Is planet 9 really a primordial black hole?


Conventional theory says that planet 9 – hypothetical of our external solar system 9e planet – is just a hitherto undetected planet, probably captured by our solar system at some point in its 4.6 billion year history.

But Harvard University astronomers now raise the possibility that planet 9’s orbital evidence could be the result of a missing link in the decades-long dark matter puzzle. That is to say a hypothetical primordial black hole (PBH) with a horizon size no larger than a grapefruit, and with a mass 5 to 10 times that of Earth.

How could it be detected?

In an article accepted for publication in The Astrophysical Journal Letters, the co-authors maintain that the observed grouping of extreme trans-Neptunian objects suggests a kind of massive super-terrestrial body based on the outer fringes of our solar system. Perhaps up to 800 astronomical units (Earth-Sun distances).

Thus, the authors propose that a single wide field investigation telescope, currently under construction in Chile, will soon allow them to set new limits to the possibility that planet 9 may indeed be a PBH instead of a simple ordinary planet. If they exist, such PBHs would require new physics and go a long way toward solving the mystery of the missing mass of the universe, or dark matter.

Our article shows that if planet 9 is a black hole, then comets residing on the periphery of the solar system (in the “Oort cloud”) would have an impact on it, Avi Loeb, president of the astronomy department of the Harvard University and co-contributor to the newspaper. author, told me. They would then be destroyed by its strong gravitational tide and in one second of accretion over the black hole, they would produce a visible rocket, he said.

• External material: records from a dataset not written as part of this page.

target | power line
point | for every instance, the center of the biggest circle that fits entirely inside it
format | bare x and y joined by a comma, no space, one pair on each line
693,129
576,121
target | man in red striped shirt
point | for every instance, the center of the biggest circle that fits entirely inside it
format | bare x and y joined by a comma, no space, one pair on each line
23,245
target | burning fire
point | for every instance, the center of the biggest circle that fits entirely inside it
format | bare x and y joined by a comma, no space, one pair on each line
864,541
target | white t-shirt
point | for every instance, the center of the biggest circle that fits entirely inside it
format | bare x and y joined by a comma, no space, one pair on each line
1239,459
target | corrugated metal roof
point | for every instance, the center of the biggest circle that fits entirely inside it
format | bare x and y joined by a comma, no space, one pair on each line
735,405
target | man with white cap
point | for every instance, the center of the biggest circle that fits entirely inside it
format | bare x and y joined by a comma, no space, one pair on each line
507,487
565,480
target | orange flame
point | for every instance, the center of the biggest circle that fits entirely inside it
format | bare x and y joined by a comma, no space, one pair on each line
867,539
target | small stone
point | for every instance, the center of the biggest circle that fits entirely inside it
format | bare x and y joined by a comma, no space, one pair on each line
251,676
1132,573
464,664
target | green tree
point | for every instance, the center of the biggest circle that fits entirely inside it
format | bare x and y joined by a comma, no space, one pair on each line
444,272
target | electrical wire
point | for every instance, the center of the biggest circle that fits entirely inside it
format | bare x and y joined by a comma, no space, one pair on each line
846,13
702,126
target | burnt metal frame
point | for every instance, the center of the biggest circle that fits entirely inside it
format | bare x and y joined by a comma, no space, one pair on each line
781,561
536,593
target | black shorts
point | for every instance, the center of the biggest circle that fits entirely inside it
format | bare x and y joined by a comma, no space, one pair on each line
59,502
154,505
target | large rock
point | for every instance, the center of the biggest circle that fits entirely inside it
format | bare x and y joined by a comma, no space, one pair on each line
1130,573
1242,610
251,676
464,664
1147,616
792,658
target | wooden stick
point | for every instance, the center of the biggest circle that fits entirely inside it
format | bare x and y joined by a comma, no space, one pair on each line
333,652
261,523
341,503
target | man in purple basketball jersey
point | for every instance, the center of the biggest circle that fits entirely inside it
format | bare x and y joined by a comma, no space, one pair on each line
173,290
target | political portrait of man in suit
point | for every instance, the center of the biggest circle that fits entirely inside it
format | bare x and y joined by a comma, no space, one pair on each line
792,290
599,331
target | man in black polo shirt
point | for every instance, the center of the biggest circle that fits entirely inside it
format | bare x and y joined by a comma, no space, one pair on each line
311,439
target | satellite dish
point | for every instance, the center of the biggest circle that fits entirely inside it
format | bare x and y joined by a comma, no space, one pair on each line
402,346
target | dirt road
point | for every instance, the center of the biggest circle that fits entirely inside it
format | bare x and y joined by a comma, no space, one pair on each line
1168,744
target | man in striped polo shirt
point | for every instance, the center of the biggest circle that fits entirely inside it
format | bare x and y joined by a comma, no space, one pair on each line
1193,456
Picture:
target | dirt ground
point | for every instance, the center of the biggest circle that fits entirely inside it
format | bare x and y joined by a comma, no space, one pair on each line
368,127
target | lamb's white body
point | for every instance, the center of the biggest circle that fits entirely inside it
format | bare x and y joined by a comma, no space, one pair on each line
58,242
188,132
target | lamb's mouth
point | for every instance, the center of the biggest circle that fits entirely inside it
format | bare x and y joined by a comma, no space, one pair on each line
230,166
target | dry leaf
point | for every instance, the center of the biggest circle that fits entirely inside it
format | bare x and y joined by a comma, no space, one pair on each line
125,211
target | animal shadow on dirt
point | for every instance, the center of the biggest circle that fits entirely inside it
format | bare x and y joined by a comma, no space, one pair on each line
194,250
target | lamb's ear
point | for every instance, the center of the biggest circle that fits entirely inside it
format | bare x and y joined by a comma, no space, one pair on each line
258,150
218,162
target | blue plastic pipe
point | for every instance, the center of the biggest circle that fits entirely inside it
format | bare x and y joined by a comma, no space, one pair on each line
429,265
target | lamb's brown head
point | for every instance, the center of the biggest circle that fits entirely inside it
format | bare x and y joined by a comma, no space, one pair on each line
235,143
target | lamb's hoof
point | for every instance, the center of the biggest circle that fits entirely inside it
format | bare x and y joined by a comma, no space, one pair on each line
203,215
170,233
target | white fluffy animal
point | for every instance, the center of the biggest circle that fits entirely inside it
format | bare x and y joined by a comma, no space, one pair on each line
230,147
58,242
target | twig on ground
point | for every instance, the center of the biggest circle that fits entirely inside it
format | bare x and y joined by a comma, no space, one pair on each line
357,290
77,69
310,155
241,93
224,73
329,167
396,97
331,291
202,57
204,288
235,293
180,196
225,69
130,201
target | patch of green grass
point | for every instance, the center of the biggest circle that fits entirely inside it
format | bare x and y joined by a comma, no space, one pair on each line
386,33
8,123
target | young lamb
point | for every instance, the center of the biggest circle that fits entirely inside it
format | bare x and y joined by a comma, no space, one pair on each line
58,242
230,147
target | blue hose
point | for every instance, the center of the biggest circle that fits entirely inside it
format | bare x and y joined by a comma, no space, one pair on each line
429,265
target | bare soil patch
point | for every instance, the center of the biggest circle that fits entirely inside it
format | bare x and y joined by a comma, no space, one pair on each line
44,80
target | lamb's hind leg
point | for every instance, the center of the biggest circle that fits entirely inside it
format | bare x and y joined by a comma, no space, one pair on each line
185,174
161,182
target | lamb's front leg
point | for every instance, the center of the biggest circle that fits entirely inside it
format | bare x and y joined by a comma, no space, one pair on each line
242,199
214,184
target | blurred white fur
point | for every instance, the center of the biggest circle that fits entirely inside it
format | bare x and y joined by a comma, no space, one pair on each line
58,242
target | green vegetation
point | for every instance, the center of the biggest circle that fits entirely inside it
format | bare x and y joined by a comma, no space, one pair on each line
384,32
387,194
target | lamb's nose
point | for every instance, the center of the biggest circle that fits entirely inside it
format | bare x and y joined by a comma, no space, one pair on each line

For comets large enough, this stray light would be detectable by the 8.4-meter optical telescope of the LSST.

The idea is that once in the vicinity of a black hole, small cometary bodies would melt following the heating of the accumulation of background gas from the interstellar medium on the black hole, Amir Siraj, the first author of the article and an undergraduate student from Harvard University, noted in a statement.

The authors calculate that they would be able to detect the first accretion surge of this type in the few months following the operation of the LSST, which is now scheduled for the first light in 2021.

Why the LSST?

The LSST will be unique in its ability to probe the entire sky about twice a week at a remarkable level of sensitivity, Siraj told me. We have calculated that the eruptions from the accumulation of a small body on a black hole in Planet 9 would be the brightest near the optical strip, where the LSST operates, he said. And as the position of Planet 9 is unknown, Siraj notes that the LSST monitors the sky so quickly maximizes its chances of catching a flare.

The authors say that these brief accretion surges would be detected at a rate of at least a few per year over a distance of approximately 105 AU. And they expect to be able to exclude or confirm planet 9 as a primordial black hole during the first two years of LSST operation.

Why would our own solar system harbor such an exotic primordial black hole?

Quite simply by their number in the cosmos. The authors believe that it may be somewhat likely that our solar system will gravitate to capture a primordial black hole above the eons at least once.

What would the detection of such an exotic black hole mean for physics?

Loeb says that the formation of primordial black holes would certainly represent new physics. The process that made them in the first universe is not predicted by the standard model of particle physics and cosmology, he says.

If planet 9 is a primordial black hole, will there probably be others in the galaxy?

If it’s a black hole, there should be fifty quadrillion like this in the Milky Way alone, says Loeb.

Loeb says there is nothing to lose by using the LSST to search for such primordial black hole relics. Over the past four decades, laboratory research for dark matter research has consumed tens of millions of dollars, he says.

“Our article suggests using the LSST as a dark matter experiment, looking for primordial black holes at no additional cost,” said Loeb.